Abbiamo visto in un altro articolo in quali casi va chiesto il DURC e cosa sia l'”intervento sostitutivo” da mettere in atto in caso di DURC irregolare. Oggi vedremo come comportarci quando abbiamo a che fare con i periti industriali: vedremo infatti come verificare la regolarità contributiva su EPPI.

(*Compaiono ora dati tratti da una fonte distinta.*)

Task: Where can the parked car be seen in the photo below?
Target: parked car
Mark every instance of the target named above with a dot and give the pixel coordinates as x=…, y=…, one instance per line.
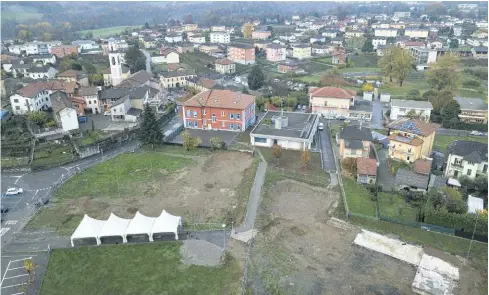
x=476, y=133
x=14, y=191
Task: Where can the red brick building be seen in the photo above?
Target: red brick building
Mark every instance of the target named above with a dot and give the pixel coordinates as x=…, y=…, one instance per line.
x=219, y=110
x=64, y=50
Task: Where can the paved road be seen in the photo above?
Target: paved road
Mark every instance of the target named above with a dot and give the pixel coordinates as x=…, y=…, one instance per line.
x=326, y=152
x=148, y=60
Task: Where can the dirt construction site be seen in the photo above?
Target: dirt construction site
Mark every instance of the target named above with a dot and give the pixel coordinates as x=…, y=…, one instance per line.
x=298, y=251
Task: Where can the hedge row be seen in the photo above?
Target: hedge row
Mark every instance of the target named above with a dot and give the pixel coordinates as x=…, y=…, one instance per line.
x=461, y=222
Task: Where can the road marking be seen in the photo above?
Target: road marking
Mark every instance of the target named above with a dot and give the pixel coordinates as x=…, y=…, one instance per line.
x=4, y=230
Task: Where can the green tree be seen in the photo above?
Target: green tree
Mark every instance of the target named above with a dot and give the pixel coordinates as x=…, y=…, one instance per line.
x=37, y=117
x=403, y=65
x=450, y=111
x=388, y=61
x=444, y=74
x=150, y=133
x=256, y=78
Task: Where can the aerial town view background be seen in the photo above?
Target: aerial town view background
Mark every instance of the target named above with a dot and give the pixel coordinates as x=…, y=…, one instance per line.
x=244, y=148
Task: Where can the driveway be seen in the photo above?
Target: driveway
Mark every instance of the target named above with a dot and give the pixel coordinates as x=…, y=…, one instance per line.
x=384, y=179
x=326, y=150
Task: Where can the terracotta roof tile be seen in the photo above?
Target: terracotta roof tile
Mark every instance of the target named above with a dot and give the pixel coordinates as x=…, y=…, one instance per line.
x=220, y=99
x=366, y=166
x=334, y=92
x=422, y=166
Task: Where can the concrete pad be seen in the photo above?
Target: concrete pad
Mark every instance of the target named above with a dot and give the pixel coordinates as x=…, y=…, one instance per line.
x=392, y=247
x=435, y=277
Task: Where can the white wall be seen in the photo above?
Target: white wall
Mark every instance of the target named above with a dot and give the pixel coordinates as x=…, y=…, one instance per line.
x=69, y=119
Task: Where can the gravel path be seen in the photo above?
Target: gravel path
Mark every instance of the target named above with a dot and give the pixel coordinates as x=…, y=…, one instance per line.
x=199, y=252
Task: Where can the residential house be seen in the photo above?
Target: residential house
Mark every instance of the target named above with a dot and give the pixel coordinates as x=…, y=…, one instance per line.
x=479, y=52
x=41, y=72
x=125, y=73
x=416, y=33
x=414, y=108
x=112, y=44
x=225, y=66
x=219, y=110
x=410, y=139
x=44, y=59
x=241, y=53
x=366, y=171
x=64, y=50
x=411, y=181
x=353, y=34
x=290, y=130
x=90, y=96
x=386, y=33
x=168, y=56
x=74, y=76
x=466, y=158
x=356, y=142
x=220, y=37
x=35, y=96
x=175, y=79
x=185, y=47
x=333, y=102
x=338, y=57
x=260, y=35
x=301, y=51
x=276, y=52
x=286, y=67
x=472, y=110
x=173, y=38
x=63, y=110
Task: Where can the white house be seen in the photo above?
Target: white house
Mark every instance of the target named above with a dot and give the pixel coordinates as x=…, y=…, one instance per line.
x=44, y=58
x=468, y=158
x=400, y=108
x=63, y=110
x=220, y=37
x=34, y=96
x=173, y=38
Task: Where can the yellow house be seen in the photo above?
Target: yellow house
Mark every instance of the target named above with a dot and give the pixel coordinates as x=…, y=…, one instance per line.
x=411, y=140
x=301, y=51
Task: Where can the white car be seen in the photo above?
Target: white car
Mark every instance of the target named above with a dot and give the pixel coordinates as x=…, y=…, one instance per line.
x=14, y=191
x=476, y=133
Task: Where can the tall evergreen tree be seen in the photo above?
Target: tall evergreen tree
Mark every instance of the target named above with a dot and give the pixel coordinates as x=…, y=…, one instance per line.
x=150, y=133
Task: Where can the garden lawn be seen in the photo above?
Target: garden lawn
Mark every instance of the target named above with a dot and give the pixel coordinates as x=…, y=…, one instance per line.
x=106, y=32
x=442, y=141
x=394, y=206
x=359, y=198
x=153, y=268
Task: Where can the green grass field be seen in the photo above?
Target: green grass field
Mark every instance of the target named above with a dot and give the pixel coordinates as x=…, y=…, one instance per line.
x=358, y=198
x=154, y=268
x=394, y=206
x=107, y=32
x=442, y=141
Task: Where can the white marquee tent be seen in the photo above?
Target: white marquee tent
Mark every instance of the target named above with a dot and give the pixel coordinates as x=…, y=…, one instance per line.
x=117, y=226
x=88, y=228
x=166, y=223
x=141, y=224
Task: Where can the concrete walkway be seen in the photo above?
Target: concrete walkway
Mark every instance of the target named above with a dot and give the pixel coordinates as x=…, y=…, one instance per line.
x=254, y=199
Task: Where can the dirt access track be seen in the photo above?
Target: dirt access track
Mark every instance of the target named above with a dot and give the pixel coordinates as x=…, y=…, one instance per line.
x=298, y=252
x=202, y=188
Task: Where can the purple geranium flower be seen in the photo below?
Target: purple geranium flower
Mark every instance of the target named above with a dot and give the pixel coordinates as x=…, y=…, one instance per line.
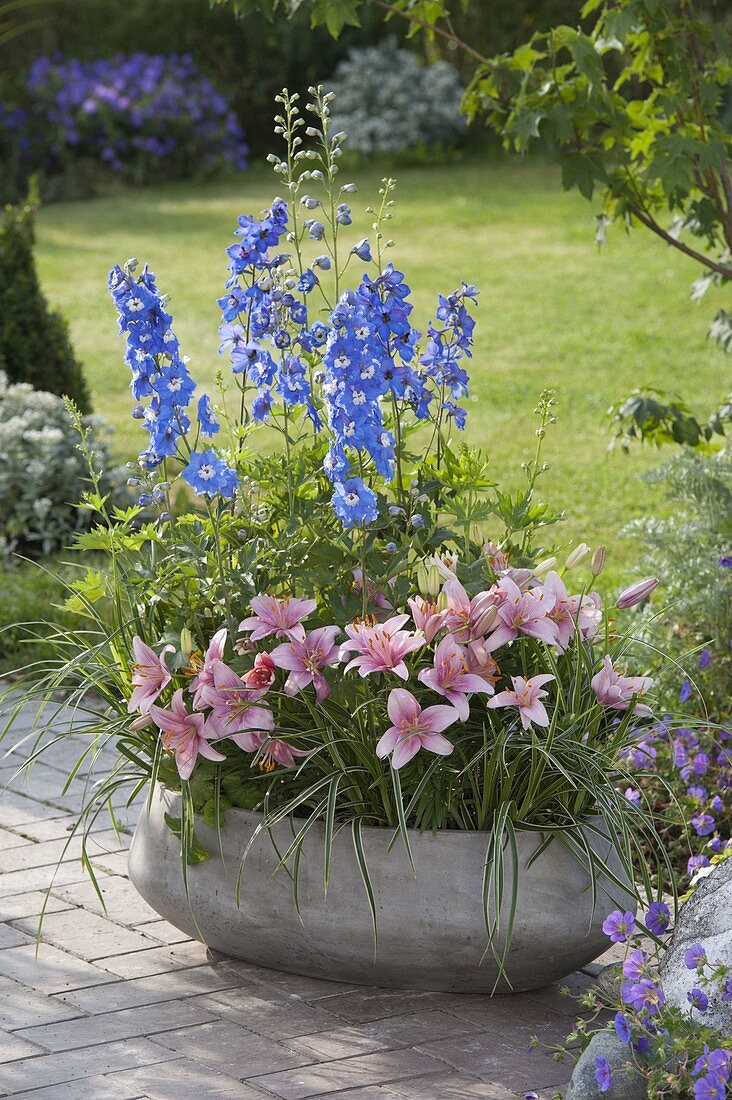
x=619, y=926
x=658, y=917
x=698, y=1000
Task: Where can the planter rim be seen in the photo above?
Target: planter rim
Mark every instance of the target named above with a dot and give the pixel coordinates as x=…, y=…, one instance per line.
x=520, y=827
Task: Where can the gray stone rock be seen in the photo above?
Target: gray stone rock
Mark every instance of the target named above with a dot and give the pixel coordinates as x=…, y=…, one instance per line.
x=432, y=924
x=609, y=981
x=626, y=1082
x=705, y=919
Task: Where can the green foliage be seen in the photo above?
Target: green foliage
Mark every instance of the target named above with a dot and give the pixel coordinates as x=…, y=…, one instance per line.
x=656, y=417
x=631, y=109
x=34, y=342
x=43, y=472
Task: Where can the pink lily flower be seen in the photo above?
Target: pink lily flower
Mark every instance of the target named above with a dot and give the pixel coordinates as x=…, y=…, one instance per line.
x=450, y=677
x=588, y=613
x=564, y=613
x=427, y=617
x=306, y=660
x=281, y=617
x=261, y=677
x=615, y=691
x=465, y=618
x=636, y=593
x=150, y=674
x=481, y=662
x=414, y=728
x=201, y=685
x=526, y=695
x=380, y=647
x=276, y=751
x=522, y=613
x=232, y=714
x=185, y=735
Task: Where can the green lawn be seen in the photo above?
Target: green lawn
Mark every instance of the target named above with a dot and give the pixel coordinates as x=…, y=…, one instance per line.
x=554, y=310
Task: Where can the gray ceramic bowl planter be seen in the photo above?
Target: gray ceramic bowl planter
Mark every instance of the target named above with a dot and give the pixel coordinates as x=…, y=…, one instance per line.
x=430, y=926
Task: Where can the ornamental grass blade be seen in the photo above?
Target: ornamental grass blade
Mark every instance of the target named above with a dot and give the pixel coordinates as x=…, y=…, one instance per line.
x=366, y=877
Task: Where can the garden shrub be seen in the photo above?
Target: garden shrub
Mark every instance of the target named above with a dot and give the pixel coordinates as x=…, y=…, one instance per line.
x=34, y=342
x=142, y=118
x=691, y=549
x=43, y=472
x=389, y=102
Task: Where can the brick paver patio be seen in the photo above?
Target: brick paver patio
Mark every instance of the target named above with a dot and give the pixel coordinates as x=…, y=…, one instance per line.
x=120, y=1004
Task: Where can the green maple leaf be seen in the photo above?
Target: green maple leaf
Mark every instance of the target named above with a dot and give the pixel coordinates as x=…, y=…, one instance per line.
x=336, y=14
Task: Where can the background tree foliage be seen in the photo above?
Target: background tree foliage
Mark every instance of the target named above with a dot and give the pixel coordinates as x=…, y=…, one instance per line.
x=633, y=98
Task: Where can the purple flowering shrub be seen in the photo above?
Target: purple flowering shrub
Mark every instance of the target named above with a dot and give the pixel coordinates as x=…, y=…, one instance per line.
x=673, y=1051
x=140, y=117
x=684, y=772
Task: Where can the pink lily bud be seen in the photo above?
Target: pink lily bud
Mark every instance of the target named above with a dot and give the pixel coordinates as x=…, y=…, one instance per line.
x=141, y=723
x=577, y=554
x=636, y=593
x=598, y=562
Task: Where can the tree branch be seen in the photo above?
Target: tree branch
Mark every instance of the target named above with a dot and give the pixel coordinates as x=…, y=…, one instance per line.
x=434, y=29
x=665, y=235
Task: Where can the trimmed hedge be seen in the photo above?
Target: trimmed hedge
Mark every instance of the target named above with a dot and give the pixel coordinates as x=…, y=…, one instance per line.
x=34, y=341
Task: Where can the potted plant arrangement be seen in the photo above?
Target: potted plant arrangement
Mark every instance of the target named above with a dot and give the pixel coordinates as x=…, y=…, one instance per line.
x=381, y=730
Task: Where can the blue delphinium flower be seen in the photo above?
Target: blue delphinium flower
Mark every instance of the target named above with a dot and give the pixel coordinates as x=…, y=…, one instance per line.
x=209, y=425
x=619, y=926
x=698, y=999
x=362, y=250
x=154, y=360
x=658, y=917
x=695, y=958
x=622, y=1027
x=209, y=475
x=354, y=504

Come sappiamo, il DURC serve ad attestare che un certo soggetto ha regolarmente versato i contributi dovuti a INPS, INAIL e Cassa Edile (o al massimo ha omesso somme lievi). Il DURC si può chiedere anche per chi non ha lavoratori dipendenti ed è iscritto solo alla ‘gestione separata’ INPS e non a INAIL. Vi sono però categorie non soggette all’iscrizione INPS ma ad altre casse previdenziali.

L’obbligo di verificare la regolarità contributiva sussiste anche per questi soggetti, in base all’art. 80 del Codice dei Contratti Pubblici, che dispone che qualsiasi operatore economico sia escluso dagli appalti se ha commesso violazioni gravi, definitivamente accertate, rispetto agli obblighi relativi al pagamento dei contributi previdenziali.

Nei casi anzidetti però non si può chiedere il DURC, perchè si otterrebbe come risposta che il soggetto è ‘sconosciuto’ al sistema. Bisogna quindi rivolgersi direttamente alle casse previdenziali di ciascun professionista. Oggi vedremo come si accerta la regolarità dei periti industriali.

I periti industriali e periti industriali laureati sono iscritti all’ente di previdenza “EPPI” , che ha messo a disposizione delle stazioni appaltanti un modulo di richiesta online molto semplice e rapido.

Il codice di attivazione

Per prima cosa bisogna andare sul sito EPPI. Se è la prima volta che usate il servizio, dovete ottenere il “Codice di attivazione”, che è un codice che contraddistingue la vostra PA e che va inserito in ogni richiesta.

Per chiedere il codice bisogna cliccare su “richiedi codice” nella sezione dedicata al DURC online per le PA:

Nella pagina che si apre bisogna inserire l’indirizzo PEC del nostro ufficio:

EPPI si collegherà all’Indice delle PA e verificherà che si tratti di una PEC valida, quindi invierà automaticamente il codice di attivazione alla PEC che avete indicato. Se la PEC non è censita su IPA, l’ente previdenziale prima di inviare il codice effettuerà delle verifiche manuali.

Il codice resta sempre valido, non c’è bisogno di richiederlo ogni volta.

La richiesta di regolarità contributiva

Una volta ricevuto il codice, procuratevi: CIG e titolo della gara/appalto e codice fiscale (facoltativi nome e cognome) del professionista per cui vi serve la regolarità. Tornate sul sito e cliccate “Invia richiesta”

Comparirà un semplice modulo da compilare. I dati obbligatori sono solo il codice di attivazione, il codice fiscale del professionista, il CIG e il titolo della gara.

Nulla vi impedisce di compilare anche gli altri campi. In particolare il referente serve nel caso EPPI voglia contattare qualcuno del vostro ufficio quindi vi suggerisco di inserirlo.

L’esito della verifica sarà inviato alla PEC dell’ente. Se è di regolarità, potete procedere serenamente al pagamento. Se invece l’esito è di non regolarità, è un bel problema, perchè l’effetto è lo stesso che ho illustrato nell’articolo sugli effetti di una irregolarità INARCASSA. Vi rimando quindi alla lettura di quell’articolo, con l’avvertenza (ovvia) che in questo caso dovrete scrivere a EPPI e non a INARCASSA.